Niccolò di Bernardo dei Machiavelli (3 May 1469 - 21 June 1527) was an Italian philosopher, humanist, and writer based in Florence during the Renaissance.

He is one of the main founders of modern political science. He was a diplomat, political philosopher, playwright, and a civil servant of the Florentine Republic. He also wrote comedies, carnival songs, poetry, and some of the most well-known personal correspondence in the Italian language.

Karl Marx

Karl Marx was born in the German city of Trier in 1818. He studied law in Bonn and Berlin at his father's insistence, but his true interests lay elsewhere and, in 1841, he received a doctorate in philosophy from the University of Jena.

For the next two years he wrote for radical left-wing newspapers before moving to Paris with his wife, Jenny; there he became a communist and met his lifelong friend and collaborator, Friedrich Engels.

They published their revolutionary pamphlet, The Communist Manifesto, in 1848 and Marx moved to London a year later. He spent the rest of his life there - often in considerable poverty - while he wrote his magnum opus of political theory, Das Kapital.

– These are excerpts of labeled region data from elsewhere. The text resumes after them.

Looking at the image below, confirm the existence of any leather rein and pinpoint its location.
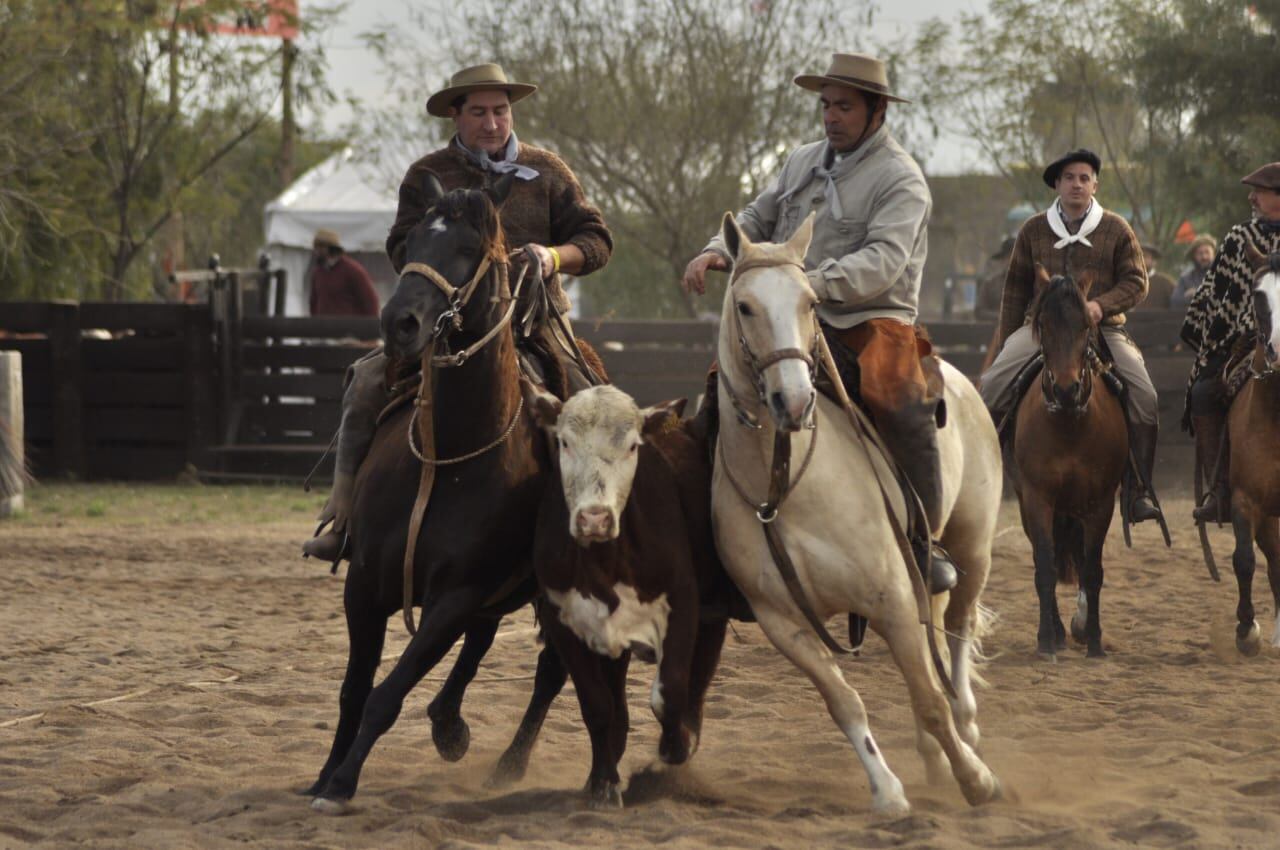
[401,249,529,635]
[717,259,956,698]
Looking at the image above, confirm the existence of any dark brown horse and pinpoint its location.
[307,178,566,812]
[1228,245,1280,655]
[1009,265,1129,659]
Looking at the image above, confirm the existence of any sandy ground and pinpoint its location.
[0,491,1280,850]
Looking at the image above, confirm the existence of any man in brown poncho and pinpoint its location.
[302,64,613,561]
[980,148,1160,522]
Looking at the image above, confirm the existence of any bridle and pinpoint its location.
[721,257,822,432]
[1038,317,1106,416]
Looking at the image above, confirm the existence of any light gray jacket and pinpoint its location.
[705,127,933,328]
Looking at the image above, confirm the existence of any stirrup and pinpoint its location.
[1129,493,1164,525]
[927,543,960,595]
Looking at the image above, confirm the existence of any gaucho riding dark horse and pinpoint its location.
[307,177,586,812]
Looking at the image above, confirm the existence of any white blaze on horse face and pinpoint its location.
[1254,271,1280,370]
[733,266,817,428]
[556,385,644,545]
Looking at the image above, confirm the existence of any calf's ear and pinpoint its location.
[520,375,562,430]
[640,398,689,440]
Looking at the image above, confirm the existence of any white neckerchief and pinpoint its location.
[1048,201,1102,251]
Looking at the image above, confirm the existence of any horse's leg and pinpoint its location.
[1071,502,1115,658]
[545,614,627,809]
[649,600,698,764]
[311,588,484,813]
[689,620,728,755]
[872,614,1000,805]
[426,617,502,762]
[1231,488,1262,655]
[485,645,568,789]
[303,573,387,796]
[1254,516,1280,649]
[1021,488,1061,661]
[942,535,991,749]
[750,597,916,814]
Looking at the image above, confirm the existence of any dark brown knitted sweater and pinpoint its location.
[1000,211,1147,346]
[387,142,613,309]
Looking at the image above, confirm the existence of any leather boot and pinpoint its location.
[882,401,959,594]
[1129,425,1161,522]
[1192,413,1231,522]
[302,353,387,565]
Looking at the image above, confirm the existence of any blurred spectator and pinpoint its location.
[1134,245,1178,310]
[311,228,381,316]
[973,236,1014,319]
[1170,236,1217,310]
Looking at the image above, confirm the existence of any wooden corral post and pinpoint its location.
[182,305,218,469]
[0,351,27,518]
[49,301,88,479]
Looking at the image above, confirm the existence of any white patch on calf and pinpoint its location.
[547,584,671,664]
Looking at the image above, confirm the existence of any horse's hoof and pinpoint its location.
[311,798,351,815]
[586,782,622,812]
[1235,622,1262,658]
[431,717,471,762]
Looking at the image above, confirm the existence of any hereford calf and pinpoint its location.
[524,381,727,806]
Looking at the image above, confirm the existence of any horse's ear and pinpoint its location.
[484,174,516,206]
[1075,269,1098,301]
[1036,262,1052,289]
[520,375,563,430]
[1244,237,1267,269]
[420,172,444,206]
[640,398,689,440]
[721,213,751,260]
[787,213,818,262]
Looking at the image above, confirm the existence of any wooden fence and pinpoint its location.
[0,302,218,479]
[0,300,1190,479]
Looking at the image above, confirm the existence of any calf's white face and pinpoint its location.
[522,381,685,547]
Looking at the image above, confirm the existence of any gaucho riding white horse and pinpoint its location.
[712,215,1001,812]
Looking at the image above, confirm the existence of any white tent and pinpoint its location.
[264,147,411,316]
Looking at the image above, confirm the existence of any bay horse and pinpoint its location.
[1228,242,1280,655]
[306,175,567,813]
[712,215,1002,813]
[1010,264,1129,661]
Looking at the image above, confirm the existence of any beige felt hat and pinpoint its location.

Karl Marx died in 1883.

Rosa Luxemburg

Rosa Luxemburg (1871-1919) was a Polish-born Jewish revolutionary and one of the greatest theoretical minds of the European socialist movement. An activist in Germany and Poland, the author of numerous classic works, she participated in the founding of the German Communist Party and the Spartacist insurrection in Berlin in 1919. She was assassinated in January of that year and has become a hero of socialist, communist and feminist movements around the world.

Peter Kropotkin

Peter Kropotkin (1842-1921) came from a major aristocratic Russian family but turned his back on it to embrace a life of imprisonment and exile in pursuit of his beliefs. His major works are The Conquest of Bread and Mutual Aid. His funeral was marked by the last permitted gathering of anarchists in the USSR.